La pénurie d’eau douce n’est pas la seule conséquence des sécheresses. Elles affectent entre autres la santé publique, l’économie et même le tourisme. Elles provoquent également des famines et des déplacements de populations. Selon des chiffres récents du Fonds des Nations Unies pour la population (UNFPA), plus de 2,7 millions de personnes ont été déplacées dans la Corne de l’Afrique et plus de 13 millions de têtes de bétail ont péri.
La sécheresse est donc l’une des catastrophes naturelles les plus dévastatrices. Cependant les experts sont unanimes, elle n’est pas seulement due à une absence de pluie ; la sécheresse est également le résultat d’une mauvaise gestion de nos terres.
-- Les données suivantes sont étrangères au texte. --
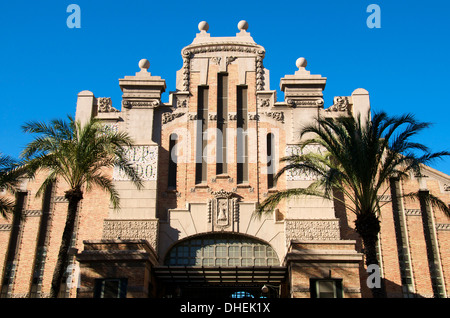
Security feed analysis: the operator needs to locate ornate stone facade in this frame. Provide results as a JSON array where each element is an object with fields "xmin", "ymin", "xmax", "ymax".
[{"xmin": 0, "ymin": 20, "xmax": 449, "ymax": 300}]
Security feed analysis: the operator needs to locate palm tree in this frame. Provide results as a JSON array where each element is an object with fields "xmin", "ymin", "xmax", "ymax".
[
  {"xmin": 0, "ymin": 153, "xmax": 24, "ymax": 219},
  {"xmin": 21, "ymin": 115, "xmax": 143, "ymax": 298},
  {"xmin": 257, "ymin": 110, "xmax": 450, "ymax": 298}
]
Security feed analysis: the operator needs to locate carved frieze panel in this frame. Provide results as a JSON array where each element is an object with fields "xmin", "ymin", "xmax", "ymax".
[
  {"xmin": 162, "ymin": 112, "xmax": 185, "ymax": 124},
  {"xmin": 285, "ymin": 219, "xmax": 340, "ymax": 243},
  {"xmin": 263, "ymin": 111, "xmax": 284, "ymax": 123},
  {"xmin": 103, "ymin": 219, "xmax": 158, "ymax": 251},
  {"xmin": 113, "ymin": 146, "xmax": 158, "ymax": 181}
]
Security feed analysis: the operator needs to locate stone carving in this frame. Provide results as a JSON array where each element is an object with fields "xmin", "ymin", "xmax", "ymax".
[
  {"xmin": 210, "ymin": 189, "xmax": 235, "ymax": 230},
  {"xmin": 188, "ymin": 113, "xmax": 198, "ymax": 120},
  {"xmin": 285, "ymin": 219, "xmax": 340, "ymax": 243},
  {"xmin": 326, "ymin": 96, "xmax": 349, "ymax": 112},
  {"xmin": 210, "ymin": 57, "xmax": 221, "ymax": 65},
  {"xmin": 97, "ymin": 97, "xmax": 118, "ymax": 113},
  {"xmin": 113, "ymin": 146, "xmax": 158, "ymax": 181},
  {"xmin": 177, "ymin": 99, "xmax": 188, "ymax": 108},
  {"xmin": 228, "ymin": 113, "xmax": 237, "ymax": 121},
  {"xmin": 257, "ymin": 98, "xmax": 270, "ymax": 108},
  {"xmin": 443, "ymin": 184, "xmax": 450, "ymax": 191},
  {"xmin": 103, "ymin": 219, "xmax": 159, "ymax": 250},
  {"xmin": 256, "ymin": 52, "xmax": 265, "ymax": 91},
  {"xmin": 122, "ymin": 100, "xmax": 160, "ymax": 109},
  {"xmin": 248, "ymin": 113, "xmax": 259, "ymax": 121},
  {"xmin": 162, "ymin": 112, "xmax": 185, "ymax": 124},
  {"xmin": 263, "ymin": 111, "xmax": 284, "ymax": 122},
  {"xmin": 208, "ymin": 113, "xmax": 217, "ymax": 121},
  {"xmin": 182, "ymin": 50, "xmax": 191, "ymax": 92},
  {"xmin": 226, "ymin": 56, "xmax": 237, "ymax": 65}
]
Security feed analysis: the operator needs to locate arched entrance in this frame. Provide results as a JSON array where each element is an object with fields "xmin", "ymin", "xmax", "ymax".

Notre résilience à la sécheresse – et au changement climatique – dépend de la santé de nos terres ; elle est essentielle au développement économique de l’Afrique, à la sécurité alimentaire, ainsi qu’au bien-être et à la santé de nos populations, et pourtant, elle peine à trouver une place de choix au sein de l’agenda mondial. De plus, le financement qui y est consacré demeure encore trop modeste ; une donne qui exige notre attention immédiate dans les réformes de l’architecture financière internationale.
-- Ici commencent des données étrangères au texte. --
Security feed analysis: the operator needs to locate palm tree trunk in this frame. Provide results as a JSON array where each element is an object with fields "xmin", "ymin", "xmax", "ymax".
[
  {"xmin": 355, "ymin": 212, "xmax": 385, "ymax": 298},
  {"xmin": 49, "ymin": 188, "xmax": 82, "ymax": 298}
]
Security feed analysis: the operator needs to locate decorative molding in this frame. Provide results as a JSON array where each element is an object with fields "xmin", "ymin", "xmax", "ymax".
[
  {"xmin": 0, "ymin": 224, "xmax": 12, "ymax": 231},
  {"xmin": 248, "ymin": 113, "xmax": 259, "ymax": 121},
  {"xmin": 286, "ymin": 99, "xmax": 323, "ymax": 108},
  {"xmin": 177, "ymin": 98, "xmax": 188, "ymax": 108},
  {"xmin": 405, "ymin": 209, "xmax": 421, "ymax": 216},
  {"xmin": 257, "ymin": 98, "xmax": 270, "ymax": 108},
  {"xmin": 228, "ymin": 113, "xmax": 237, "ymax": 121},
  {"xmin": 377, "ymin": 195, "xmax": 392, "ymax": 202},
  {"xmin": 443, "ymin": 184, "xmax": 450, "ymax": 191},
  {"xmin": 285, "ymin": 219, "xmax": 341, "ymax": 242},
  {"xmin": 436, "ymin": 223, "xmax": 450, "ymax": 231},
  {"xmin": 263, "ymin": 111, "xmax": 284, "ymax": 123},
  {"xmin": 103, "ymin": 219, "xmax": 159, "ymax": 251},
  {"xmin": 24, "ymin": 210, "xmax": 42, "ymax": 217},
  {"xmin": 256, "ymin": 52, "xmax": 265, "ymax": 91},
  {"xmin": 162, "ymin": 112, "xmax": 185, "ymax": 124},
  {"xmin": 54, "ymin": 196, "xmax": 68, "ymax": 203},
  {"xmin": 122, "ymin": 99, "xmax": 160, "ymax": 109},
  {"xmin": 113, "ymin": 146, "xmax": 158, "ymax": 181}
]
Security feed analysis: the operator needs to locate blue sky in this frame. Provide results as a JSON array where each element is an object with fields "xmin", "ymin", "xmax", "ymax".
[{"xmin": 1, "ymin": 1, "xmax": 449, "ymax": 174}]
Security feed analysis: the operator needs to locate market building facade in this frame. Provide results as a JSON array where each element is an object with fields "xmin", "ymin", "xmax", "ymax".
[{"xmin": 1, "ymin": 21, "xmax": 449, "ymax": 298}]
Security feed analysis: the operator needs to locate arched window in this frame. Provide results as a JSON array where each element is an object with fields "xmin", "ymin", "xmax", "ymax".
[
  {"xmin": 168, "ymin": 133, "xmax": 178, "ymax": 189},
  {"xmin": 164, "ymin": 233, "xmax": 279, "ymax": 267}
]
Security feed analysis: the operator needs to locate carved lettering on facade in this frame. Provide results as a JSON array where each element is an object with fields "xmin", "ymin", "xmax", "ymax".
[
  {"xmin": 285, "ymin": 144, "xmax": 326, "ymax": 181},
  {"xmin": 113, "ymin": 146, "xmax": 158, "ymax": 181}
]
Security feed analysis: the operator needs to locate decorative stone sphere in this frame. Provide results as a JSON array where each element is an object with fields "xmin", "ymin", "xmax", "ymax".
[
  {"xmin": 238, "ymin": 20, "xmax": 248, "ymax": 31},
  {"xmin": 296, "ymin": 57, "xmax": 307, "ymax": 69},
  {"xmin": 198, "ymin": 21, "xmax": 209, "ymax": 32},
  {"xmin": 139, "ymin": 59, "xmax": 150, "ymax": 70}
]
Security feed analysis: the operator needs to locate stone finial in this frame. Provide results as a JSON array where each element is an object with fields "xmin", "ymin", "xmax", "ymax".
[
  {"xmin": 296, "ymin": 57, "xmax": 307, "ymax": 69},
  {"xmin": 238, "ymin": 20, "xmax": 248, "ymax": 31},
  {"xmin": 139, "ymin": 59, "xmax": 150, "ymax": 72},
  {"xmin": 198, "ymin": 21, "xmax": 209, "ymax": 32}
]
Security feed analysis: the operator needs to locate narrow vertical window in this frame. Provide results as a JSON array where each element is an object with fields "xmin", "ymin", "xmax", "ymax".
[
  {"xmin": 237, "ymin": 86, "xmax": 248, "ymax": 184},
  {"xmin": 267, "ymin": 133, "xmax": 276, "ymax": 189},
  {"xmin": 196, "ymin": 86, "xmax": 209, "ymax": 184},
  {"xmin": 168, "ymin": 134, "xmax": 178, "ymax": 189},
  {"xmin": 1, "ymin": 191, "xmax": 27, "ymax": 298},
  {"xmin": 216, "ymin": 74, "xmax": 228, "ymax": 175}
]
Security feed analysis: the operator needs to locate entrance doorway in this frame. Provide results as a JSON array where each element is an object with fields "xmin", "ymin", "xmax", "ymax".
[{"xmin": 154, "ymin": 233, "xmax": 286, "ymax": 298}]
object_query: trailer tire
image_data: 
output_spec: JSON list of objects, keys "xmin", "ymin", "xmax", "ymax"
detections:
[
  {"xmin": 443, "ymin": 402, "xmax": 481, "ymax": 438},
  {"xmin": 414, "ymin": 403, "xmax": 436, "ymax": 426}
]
L’Afrique, continent le plus touché par les sécheresses
De manière factuelle, aucun continent du monde n’est épargné par les sécheresses mais l’Afrique reste la région la plus touché par ce phénomène. Elle a enregistré 44 % de sécheresses graves au cours du siècle dernier et, au cours des 50 dernières années, a subi des pertes économiques de plus de 70 milliards de dollars ainsi que des souffrances humaines incalculables.
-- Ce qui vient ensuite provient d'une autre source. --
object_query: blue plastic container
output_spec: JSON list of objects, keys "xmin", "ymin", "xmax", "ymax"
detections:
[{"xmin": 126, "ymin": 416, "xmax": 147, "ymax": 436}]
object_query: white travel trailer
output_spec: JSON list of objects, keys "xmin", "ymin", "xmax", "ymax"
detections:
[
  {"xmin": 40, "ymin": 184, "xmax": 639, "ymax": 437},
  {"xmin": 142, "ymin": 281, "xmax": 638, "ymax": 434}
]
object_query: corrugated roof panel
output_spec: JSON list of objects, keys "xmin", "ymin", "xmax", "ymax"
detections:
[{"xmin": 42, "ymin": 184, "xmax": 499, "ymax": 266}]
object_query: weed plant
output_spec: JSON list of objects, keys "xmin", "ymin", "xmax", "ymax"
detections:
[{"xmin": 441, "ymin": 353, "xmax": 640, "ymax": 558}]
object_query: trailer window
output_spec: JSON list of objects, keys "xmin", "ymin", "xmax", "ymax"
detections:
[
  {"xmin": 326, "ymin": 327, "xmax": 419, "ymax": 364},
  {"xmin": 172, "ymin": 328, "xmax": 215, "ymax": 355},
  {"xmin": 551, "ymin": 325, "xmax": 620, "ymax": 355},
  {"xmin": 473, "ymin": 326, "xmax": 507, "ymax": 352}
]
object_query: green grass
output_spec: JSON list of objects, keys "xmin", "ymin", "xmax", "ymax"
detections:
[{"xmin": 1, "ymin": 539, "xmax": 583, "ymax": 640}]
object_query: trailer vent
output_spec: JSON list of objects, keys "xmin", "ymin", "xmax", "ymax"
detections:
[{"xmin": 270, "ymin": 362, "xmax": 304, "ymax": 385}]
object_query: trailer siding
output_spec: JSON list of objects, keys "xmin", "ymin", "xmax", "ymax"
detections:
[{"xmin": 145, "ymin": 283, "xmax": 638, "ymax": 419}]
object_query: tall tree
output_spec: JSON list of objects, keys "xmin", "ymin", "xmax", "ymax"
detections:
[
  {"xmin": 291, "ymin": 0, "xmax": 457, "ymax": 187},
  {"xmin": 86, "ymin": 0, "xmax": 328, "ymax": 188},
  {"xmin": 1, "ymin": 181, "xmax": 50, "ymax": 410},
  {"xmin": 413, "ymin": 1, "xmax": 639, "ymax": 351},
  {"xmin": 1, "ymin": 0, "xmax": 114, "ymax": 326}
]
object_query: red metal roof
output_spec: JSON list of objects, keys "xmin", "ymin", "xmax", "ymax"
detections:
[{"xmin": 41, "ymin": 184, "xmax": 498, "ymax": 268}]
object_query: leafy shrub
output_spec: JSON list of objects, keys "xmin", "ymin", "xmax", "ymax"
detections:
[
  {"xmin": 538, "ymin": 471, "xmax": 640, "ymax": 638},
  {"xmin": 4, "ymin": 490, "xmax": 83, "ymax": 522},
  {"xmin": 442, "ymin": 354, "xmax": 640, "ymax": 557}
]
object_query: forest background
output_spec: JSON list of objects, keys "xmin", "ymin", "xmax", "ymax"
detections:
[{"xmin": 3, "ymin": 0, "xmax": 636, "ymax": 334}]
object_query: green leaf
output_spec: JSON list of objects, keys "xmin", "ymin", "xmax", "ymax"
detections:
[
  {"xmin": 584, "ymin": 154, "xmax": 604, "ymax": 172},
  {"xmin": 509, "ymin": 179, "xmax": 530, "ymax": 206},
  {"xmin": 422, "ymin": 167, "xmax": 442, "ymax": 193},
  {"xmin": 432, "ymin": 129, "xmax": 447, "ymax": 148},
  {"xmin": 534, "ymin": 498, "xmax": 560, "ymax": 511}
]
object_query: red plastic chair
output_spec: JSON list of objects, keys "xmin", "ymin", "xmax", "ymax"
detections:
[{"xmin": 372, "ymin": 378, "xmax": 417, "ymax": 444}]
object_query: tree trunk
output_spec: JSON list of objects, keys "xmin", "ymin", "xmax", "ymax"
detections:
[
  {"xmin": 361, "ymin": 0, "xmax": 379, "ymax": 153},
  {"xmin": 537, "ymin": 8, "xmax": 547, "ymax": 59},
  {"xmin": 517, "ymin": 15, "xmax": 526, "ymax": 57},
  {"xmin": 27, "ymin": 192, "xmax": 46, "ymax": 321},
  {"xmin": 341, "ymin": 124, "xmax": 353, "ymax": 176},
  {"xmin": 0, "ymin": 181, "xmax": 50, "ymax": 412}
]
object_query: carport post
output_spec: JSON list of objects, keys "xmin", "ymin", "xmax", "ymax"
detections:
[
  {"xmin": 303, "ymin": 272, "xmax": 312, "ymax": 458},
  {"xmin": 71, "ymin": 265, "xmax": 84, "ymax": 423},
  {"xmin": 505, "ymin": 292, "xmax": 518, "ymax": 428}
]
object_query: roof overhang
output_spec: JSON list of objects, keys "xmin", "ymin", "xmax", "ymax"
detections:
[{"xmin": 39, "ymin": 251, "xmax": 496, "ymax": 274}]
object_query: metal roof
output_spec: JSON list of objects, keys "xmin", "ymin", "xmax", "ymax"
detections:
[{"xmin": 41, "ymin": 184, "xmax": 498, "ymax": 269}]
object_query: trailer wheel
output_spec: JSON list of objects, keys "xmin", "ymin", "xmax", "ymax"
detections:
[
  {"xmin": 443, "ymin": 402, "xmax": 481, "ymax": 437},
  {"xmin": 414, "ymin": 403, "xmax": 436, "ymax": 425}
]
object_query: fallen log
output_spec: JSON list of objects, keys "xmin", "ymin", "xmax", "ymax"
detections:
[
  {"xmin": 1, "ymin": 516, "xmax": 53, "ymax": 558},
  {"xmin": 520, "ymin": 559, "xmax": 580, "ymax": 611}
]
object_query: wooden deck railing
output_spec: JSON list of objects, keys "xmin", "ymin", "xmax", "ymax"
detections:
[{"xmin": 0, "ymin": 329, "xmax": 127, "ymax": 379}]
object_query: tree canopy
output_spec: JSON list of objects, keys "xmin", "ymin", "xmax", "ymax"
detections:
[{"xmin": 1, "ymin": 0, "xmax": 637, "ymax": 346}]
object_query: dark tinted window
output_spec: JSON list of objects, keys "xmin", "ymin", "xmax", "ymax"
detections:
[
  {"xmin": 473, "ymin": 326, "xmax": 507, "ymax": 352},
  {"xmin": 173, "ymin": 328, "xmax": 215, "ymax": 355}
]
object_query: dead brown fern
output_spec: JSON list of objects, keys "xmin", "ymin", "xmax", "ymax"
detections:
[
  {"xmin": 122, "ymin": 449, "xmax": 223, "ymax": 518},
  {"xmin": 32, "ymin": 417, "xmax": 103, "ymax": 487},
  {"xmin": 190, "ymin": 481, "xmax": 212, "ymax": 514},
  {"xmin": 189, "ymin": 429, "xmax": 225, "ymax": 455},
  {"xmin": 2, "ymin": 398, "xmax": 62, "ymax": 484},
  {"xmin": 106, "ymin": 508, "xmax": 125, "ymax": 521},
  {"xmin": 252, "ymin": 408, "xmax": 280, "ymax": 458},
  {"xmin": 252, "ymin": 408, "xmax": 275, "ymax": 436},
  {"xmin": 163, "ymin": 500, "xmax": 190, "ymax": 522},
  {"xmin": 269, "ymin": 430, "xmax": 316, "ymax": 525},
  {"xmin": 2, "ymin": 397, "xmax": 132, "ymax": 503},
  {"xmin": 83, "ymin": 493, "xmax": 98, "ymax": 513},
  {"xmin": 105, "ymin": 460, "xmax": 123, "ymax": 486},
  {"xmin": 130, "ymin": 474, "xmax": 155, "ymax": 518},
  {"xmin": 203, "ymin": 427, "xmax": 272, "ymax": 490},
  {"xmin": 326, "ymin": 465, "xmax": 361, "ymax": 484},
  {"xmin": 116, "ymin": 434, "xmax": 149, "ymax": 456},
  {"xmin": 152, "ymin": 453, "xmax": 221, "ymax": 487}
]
Une nouvelle analyse de la Convention des Nations Unies sur la lutte contre la désertification (CNULCD) démontre qu’investir dans la résilience est une action sensiblement plus impactante — et beaucoup moins coûteuse — que les interventions axées sur la réponse aux conséquences des sécheresses. Étant en partie responsables de ces sécheresses, nous avons donc le devoir d’inverser les tendances et la première chose à faire est d’agir maintenant avant qu’une autre sécheresse ne nous dévaste.
Au dernier Sommet africain sur le climat (tenu en septembre dernier à Nairobi, au Kenya, [ndlr]), nous avons notamment convenu qu’avec l’Alliance internationale pour la résilience face à la sécheresse (IDRA), nous devions créer un programme de résilience spécifique à l’Afrique afin de trouver des solutions novatrices pour les populations, le climat, la terre et la biodiversité.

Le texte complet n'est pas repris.